In general I am not a fan of movies about angst ridden people in the entertainment business. ‘Love Streams’ is an exception. This is a film about a boozy womanizing screenwriter (Cassavetes) and his mentally fractured sister (Gena Rowlands). It painfully details how the sexes deal with aging – women with the frantic loss of confidence as their looks diminish and men searching for sexual conquests to hold on to the boyish vigor they either lost long ago or never had. It’s all front and center in that emotionally grotesque way that only Cassavetes can convey. The complexity of truth in relationships has always been what he has explored in his films, the undercurrent being the desperate affection that binds us all together.

I believe the Cassavetes style of filmmaking to be at its most accessible here. For a drama of this type and at such a robust running time (141 min.) it never drags or becomes annoying. It’s important to find a balance with these things. That sweet spot between cinema verite style docudrama filmmaking and conventional narrative in order to get across what you’re trying to say. I don’t want to come off as dense but I prefer my films accessible for the most part. I just do. There is only so much esoteric, experimental and self absorbed footage I can withstand before I feel I am either being sold a bad bill of goods or I lose respect for the person making it. I don’t mind studied but I can’t do boring. The more rambling Cassavetes is in his narratives the less I enjoy them despite what I admire about the aesthetics and their texture. So ‘A Woman Under The Influence’ (1974), ‘The Killing Of A Chinese Bookie’ (1976) and ‘Love Streams’ are the Cassavetes films I gravitate towards as opposed to ‘Shadows’ (1959) or ‘Faces’ (1968).

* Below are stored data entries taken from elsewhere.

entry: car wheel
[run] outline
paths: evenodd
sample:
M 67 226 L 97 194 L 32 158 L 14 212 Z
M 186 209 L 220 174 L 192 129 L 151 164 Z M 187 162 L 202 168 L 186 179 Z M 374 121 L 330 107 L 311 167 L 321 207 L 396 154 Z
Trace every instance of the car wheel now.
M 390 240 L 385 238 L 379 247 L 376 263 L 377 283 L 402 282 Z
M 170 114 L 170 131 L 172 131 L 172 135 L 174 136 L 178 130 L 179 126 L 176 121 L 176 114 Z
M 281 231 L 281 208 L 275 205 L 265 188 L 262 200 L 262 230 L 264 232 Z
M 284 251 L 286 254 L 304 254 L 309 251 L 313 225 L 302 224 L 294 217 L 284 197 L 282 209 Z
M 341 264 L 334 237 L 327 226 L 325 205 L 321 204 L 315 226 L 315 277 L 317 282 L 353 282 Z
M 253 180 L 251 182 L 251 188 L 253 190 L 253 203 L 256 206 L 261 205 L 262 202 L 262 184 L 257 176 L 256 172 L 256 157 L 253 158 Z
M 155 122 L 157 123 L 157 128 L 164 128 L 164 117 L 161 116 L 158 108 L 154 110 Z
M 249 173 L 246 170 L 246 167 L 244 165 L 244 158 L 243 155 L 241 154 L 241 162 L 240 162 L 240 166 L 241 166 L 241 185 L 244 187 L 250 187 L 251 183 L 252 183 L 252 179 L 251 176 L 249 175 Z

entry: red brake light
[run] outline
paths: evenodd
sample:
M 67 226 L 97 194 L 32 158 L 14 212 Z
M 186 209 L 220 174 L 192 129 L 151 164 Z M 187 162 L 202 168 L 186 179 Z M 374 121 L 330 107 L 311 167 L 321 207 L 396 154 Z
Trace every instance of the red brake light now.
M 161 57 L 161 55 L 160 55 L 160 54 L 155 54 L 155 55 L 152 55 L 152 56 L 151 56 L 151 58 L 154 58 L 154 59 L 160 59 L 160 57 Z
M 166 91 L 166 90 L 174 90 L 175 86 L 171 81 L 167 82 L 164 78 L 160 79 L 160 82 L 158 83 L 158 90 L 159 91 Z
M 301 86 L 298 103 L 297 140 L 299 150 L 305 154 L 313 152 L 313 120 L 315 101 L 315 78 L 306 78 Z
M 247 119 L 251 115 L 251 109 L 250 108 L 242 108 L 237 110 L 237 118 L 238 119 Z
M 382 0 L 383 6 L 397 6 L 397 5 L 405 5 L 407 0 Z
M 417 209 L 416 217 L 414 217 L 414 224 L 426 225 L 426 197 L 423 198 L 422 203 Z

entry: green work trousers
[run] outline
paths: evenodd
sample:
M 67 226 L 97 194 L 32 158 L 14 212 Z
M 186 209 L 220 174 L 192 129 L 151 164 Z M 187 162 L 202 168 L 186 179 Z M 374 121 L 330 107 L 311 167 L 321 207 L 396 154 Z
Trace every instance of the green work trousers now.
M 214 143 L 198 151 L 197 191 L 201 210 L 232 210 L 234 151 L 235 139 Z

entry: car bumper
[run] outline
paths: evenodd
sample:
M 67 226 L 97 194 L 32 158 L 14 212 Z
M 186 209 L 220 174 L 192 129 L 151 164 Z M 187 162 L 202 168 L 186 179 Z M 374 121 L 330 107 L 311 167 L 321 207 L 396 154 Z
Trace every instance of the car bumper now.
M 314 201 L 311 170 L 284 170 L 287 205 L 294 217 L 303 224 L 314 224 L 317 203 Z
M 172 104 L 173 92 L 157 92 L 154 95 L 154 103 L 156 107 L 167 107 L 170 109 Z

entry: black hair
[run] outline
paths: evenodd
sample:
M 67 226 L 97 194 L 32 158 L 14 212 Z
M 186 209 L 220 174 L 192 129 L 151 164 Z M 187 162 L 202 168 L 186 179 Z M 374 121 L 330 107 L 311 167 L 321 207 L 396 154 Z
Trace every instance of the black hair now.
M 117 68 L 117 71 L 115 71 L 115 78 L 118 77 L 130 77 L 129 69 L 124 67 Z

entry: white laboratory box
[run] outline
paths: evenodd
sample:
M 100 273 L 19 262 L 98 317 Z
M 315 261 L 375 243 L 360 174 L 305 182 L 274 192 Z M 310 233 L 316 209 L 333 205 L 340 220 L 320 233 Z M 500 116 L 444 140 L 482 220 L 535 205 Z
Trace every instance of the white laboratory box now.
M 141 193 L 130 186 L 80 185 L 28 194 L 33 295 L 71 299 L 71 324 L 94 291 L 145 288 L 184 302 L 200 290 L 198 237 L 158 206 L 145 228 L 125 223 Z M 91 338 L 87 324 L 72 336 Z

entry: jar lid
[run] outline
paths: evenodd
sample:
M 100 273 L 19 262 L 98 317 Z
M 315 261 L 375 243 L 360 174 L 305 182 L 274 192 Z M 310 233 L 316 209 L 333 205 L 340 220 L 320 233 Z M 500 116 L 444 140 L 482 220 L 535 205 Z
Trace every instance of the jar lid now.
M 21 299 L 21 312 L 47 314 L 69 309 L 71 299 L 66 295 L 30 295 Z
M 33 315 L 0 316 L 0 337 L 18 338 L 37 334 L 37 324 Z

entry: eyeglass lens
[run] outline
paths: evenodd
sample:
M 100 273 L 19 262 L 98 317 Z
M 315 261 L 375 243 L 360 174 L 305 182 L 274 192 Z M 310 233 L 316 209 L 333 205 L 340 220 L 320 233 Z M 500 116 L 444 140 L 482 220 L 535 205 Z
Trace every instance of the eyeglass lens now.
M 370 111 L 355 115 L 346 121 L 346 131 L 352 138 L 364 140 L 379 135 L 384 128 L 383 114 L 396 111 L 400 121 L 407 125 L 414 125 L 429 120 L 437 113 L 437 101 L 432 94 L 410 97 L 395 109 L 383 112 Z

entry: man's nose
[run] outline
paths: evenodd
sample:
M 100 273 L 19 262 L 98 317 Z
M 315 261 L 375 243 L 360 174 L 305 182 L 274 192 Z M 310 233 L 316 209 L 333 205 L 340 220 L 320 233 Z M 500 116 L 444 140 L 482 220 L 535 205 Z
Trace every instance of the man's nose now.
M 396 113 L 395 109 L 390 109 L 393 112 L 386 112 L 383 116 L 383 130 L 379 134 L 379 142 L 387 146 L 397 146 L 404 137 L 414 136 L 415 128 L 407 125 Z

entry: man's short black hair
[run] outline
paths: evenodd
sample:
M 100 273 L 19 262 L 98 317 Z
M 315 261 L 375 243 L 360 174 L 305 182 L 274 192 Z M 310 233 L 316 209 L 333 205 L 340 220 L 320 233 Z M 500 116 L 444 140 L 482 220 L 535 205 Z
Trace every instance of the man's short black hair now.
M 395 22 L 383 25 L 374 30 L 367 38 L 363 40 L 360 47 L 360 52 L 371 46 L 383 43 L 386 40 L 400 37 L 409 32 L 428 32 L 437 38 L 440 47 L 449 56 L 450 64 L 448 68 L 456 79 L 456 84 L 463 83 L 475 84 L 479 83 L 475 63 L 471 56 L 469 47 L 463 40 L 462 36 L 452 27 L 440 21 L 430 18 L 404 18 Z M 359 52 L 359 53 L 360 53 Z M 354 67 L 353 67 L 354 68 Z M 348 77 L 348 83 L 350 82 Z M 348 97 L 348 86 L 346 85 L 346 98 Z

As an independent filmmaker I certainly appreciate what Cassavetes represents to the spirit of the movement rather than his collective body of work. His spirit and Dionysian drive is one that fires me up more than most though I don’t consider him one of my filmmaking heroes and at the end of the day it is their work I’ll revisit rather than his – Fellini, Peckinpah, Argento, Leone, Forman etc…but that’s just my personal preference.

‘Love Streams’ sees people stretching into late middle age and finding themselves no longer comfortable in the world they inhabit and becoming increasingly agitated by it. All they know how to do is cling to the relationships in their lives no matter how old, torn or frayed. Cassavetes makes it clear that while life is finite, love in all its various streams – is infinite.